2 Though the plain language § 1915 appears to make its provision applicable only to prisoners, “the affidavit requirement applies to all persons requesting leave to proceed IFP.” Martinez, 364 F.3d at 1306; see also Moon v. Newsome, 863 F.2d 835, 837 (11th Cir. 1989) (“Reasonable access to the courts is provided to indigent claimants by the in forma pauperis (IFP) statute, 28 U.S.C. sec. 1915 et seq., which allows commencement of suits without payment of fees and court costs by a person who makes an affidavit that he is unable to pay the costs.”). “Such an affidavit will be held sufficient if it represents that the litigant, because of his poverty, is unable to pay for the court fees and costs, and to support and provide necessities for himself and his dependents.” Id. (footnote omitted). If the affidavit is facially sufficient, the court should “docket the case and then proceed to

the question of whether the asserted claim is frivolous.” Id. (alteration adopted, quotation marks omitted); see also 28 U.S.C. § 1915(e)(2)(i) (instructing that a court must dismiss the case if the court “at any time . . . determines that . . . the action or appeal . . . is frivolous or malicious,”). A claim is frivolous if it “realistically has no better than a slight chance of success” or “lacks an arguable basis” in law or “in fact, for example, [by] asserting fantastic facts.” Clark v. State of Ga. Pardons & Paroles Bd., 915 F.2d 636, 640 n.1 (11th Cir. 1990). Section 1915(e) also requires the court to dismiss a complaint that “fails to state a claim on which relief may be granted.” See 28 U.S.C. § 1915(e)(2)(ii). To state a claim for relief, a pleading “must contain” three substantive parts: (1) “a short and plain statement of the grounds for the court’s jurisdiction,” (2) “a short and plain statement of the claim showing that the pleader is entitled to relief,” and (3) “a demand for

the relief sought.” See Fed. R. Civ. P. 8(a). Those substance requirements are aimed at ensuring that a complaint contains “sufficient factual matter, accepted as true,” see Ashcroft v. Iqbal, 556 U.S. 662, 678 (2009), to both “state a claim to relief that is plausible on its face” and “give the defendant fair notice of what the claim is and the grounds upon which it rests,” see Bell Atl. Corp. v. Twombly, 550 U.S. 544, 555, 570 (2007) (alteration adopted, quotation marks omitted).
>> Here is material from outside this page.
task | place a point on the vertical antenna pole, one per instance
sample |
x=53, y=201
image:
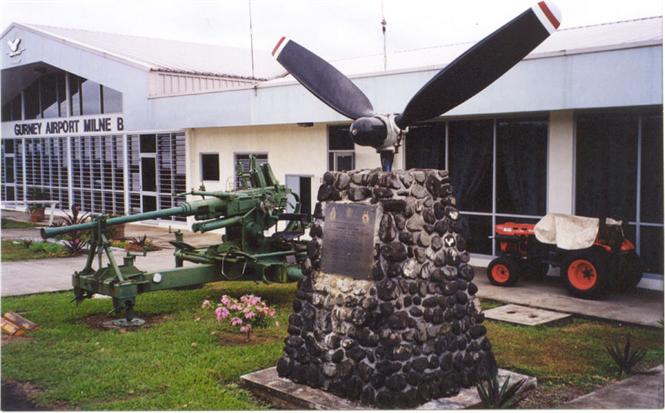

Finally, § 1915(e) requires the court to dismiss a complaint that “seeks monetary relief against a defendant who is immune from such relief.” See 28 U.S.C. § 1915(e)(2)(iii). And, of course, “[p]ro se pleadings are held to a less stringent standard than pleadings drafted by attorneys and will, therefore, be liberally construed.” Hughes v. Lott, 350 F.3d 1157, 1160 (11th Cir. 2003). “Still, once a pro se IFP litigant is in court, he is subject to the relevant law and rules of court, including the Federal Rules of Civil Procedure.” Moon, 863 F.2d at 837. And while “pro se pleadings are liberally construed and federal courts should look beyond the label of the pleadings to determine whether they are properly characterized, a court may not serve as de

facto counsel for a party or rewrite a pleading.” United States v.